The missionary is on the road to Damascus. He is struck blind. In a single moment, he is made out to be a crazy person. Christ ruins his perspective and causes the missionary to realize that he has been in opposition to Christ. The missionary is forcibly humbled. That isn’t what you wanted to read, I know. I didn’t either, but this defining moment is present in the life of every missionary. It won’t look the same, to be sure, but it will be there. For me it was the loss of a girlfriend and my inability to get a scholarship for the Bachelor’s degree I actually wanted. God shows us that our ways are not quite as good or righteous as we are so convinced they are, and we are all desperately and unwaveringly convinced of the goodness and righteousness of our own ways. Our ways must be ruined first. God ruined Paul because He chose Paul (v. 15). Paul would not change on his own because he was convinced of his own ways. Neither do we change on our own because we are convinced of our own ways. The process involves suffering, as the life of the missionary involves suffering and self-denial on this earth (v. 16) for God’s glory and the building up of Christ’s body. We can’t follow Christ and expect to escape this earth unscathed and not have to give up the things that we have for God’s glory alone. The Bible teaches that we suffer for the name of Christ.

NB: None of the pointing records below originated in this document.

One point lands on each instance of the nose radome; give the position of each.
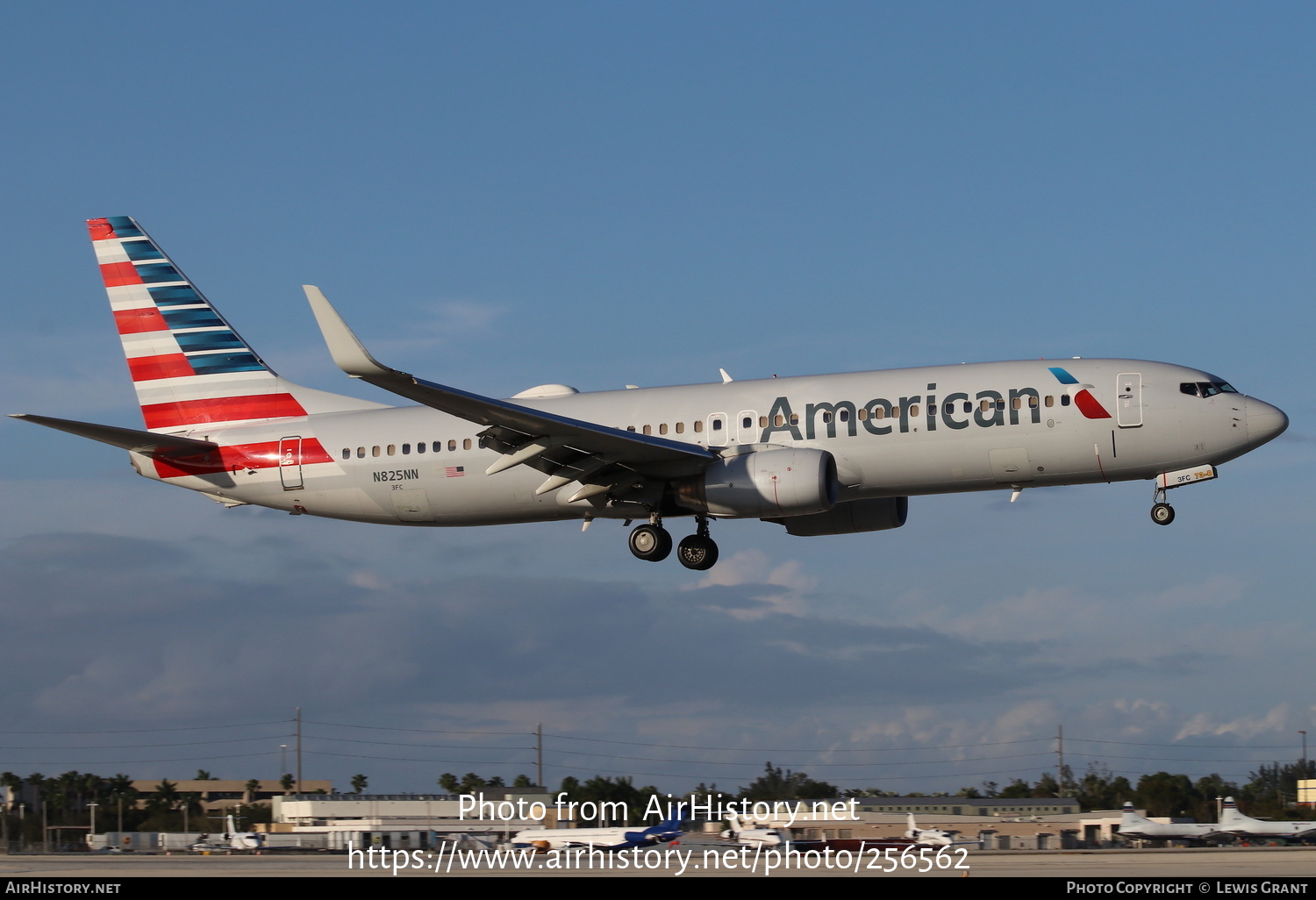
(1263, 421)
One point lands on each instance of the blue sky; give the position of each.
(503, 195)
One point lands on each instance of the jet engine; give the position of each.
(786, 482)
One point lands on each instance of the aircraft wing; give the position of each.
(566, 449)
(162, 446)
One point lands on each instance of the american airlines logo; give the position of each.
(955, 411)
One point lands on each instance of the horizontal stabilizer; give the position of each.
(161, 446)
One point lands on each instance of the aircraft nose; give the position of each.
(1265, 423)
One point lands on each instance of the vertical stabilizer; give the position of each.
(189, 365)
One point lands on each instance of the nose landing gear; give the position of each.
(1162, 513)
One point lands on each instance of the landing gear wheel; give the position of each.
(697, 552)
(650, 542)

Paul counted this as a blessing when he later wrote,
“I count all things to be loss in view of the surpassing value of knowing Christ Jesus my Lord, for whom I have suffered the loss of all things, and count them but rubbish so that I may gain Christ, and may be found in Him, not having a righteousness of my own derived from the Law, but that which is through faith in Christ, the righteousness which comes from God on the basis of faith, that I may know Him and the power of His resurrection and the fellowship of His sufferings, being conformed to His death; in order that I may attain to the resurrection from the dead” (Philippians 3:8-11).
That is quite the character change wrought in the servant of God, His missionary. Paul was baptized at that time in Damascus. This defining moment belongs not only to the career missionary but to every Christian. It is the moment of conversion. It is the moment we forsake being first and become the least. It is the moment we forsake our own critical and accusatory nature and take on the nature that screams, “Father, forgive them. They don’t know what they are doing.” For, before we knew Jesus, we did not know what we were doing and we were entirely justified in our own minds, just like Paul.
To anyone who desires to serve Jesus, we notice this about the missionary: He or she is converted by God according to His own will. He or she bears fruit that is consistent with repentance. He or she has a deep concern for those still lost in their sin, such that the Gospel must be preached among the heathens (wording of William Carey). It is a concern that holds no grudges, but prays, “Father, forgive them.” He or she trusts that God will win His people according to His will and that none of God’s people will be lost.
“The Christian is either a missionary or an imposter” (C. H. Spurgeon).